Experimentals are not held to any standard and so, that's why they're experimentals and you are the test pilot. The company that sells you the kit, or plans will tell you it has been tested A-OK by their test pilots and fellow pilots will tell you that they have flown their plane for years with no problems, but that is not a standard.
Choose your experimental wisely. They are not all alike. This is partly why the Vans series of aircraft have been so incredibly popular. It is a type that has proven over time with thousands of real world test pilots that the type doesn't really have any bad habits, or nasty gotchas. Lancair, not so much.
The folks at Cirrus, Lancair/Columbia and Liberty found out the hard way how hard it is to meet the Federal safety standards for certified planes. In all those cases, the finished saleable product had little in common with their kit beginnings. A certified airplane, pretty much has to be designed from the ground up to be that.

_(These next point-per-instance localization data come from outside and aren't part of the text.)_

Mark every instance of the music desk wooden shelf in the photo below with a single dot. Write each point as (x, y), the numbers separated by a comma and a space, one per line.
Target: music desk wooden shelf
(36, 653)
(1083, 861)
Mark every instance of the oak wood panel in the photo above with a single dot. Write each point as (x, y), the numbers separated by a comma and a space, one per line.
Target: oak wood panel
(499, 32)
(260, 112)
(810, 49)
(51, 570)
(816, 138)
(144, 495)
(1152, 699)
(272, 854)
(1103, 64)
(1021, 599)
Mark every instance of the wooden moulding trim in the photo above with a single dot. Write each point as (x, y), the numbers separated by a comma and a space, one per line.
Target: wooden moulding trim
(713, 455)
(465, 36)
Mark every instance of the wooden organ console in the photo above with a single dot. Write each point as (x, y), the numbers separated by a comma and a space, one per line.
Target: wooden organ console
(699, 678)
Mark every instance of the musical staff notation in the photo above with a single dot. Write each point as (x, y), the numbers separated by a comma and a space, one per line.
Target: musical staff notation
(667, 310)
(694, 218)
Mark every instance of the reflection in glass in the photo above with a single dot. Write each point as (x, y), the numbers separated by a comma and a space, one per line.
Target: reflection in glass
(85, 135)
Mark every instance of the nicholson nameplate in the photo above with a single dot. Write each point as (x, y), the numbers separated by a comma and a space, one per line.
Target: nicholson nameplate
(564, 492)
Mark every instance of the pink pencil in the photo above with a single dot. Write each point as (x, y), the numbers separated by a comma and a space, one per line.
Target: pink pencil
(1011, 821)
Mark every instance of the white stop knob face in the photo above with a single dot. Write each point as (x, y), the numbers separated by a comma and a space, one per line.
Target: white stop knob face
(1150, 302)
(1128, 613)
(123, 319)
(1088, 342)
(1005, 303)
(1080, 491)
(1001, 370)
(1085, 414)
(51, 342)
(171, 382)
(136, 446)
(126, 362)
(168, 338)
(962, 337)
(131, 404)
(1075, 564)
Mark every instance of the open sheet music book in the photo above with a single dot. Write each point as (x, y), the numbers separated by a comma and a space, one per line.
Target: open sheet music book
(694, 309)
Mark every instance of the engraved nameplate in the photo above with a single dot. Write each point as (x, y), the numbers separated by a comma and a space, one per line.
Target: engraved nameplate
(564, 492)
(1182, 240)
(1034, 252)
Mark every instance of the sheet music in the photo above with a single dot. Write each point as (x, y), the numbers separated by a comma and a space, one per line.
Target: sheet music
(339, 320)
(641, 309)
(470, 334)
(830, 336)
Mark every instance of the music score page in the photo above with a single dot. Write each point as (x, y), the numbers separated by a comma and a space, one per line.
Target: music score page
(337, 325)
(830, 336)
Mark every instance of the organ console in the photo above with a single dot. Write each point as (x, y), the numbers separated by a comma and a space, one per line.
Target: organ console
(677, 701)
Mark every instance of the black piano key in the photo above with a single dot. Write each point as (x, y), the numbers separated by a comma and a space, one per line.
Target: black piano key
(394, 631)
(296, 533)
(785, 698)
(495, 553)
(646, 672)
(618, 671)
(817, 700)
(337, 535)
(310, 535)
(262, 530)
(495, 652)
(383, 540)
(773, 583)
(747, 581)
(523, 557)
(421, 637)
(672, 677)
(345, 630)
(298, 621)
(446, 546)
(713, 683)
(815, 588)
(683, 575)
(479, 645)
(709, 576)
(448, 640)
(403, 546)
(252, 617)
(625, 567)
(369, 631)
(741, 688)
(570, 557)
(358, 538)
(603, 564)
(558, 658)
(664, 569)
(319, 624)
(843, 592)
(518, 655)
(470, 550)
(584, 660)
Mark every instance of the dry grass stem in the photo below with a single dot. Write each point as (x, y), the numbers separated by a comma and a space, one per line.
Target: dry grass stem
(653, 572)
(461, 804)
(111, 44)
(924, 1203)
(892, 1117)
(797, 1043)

I flew an Epic LT from WY to OR a few years ago consulting for a client, we had 5 adults, bags, full fuel, broke ground in a little over 1000 feet, and climbed straight to FL230 then hauled ass at almost 350 KTS. No comparison.
This is exactly the type of airplane that very well could really put a damper on the whole kit/home build industry. There was a time before E/AB and working with the EAA they created the category for the purpose of allowing ordinary people to educate themselves about aircraft construction, design and maintenance. It was never intended to be a means to skirt certification.
With more and more sophisticated designs with higher speeds and passenger capacity and the growing roster of professional builders there are raised eyebrows. As you said, this isn't the Stitts Playboy the feds had envisioned people building anymore. So speaking of the future, remember, the government giveth and the government can taketh away.
This post is by EAA member 683738 since 2001. I
like experimental airplanes. I also like critical analysis and independent thinking. The world is not a simple place with simple answers.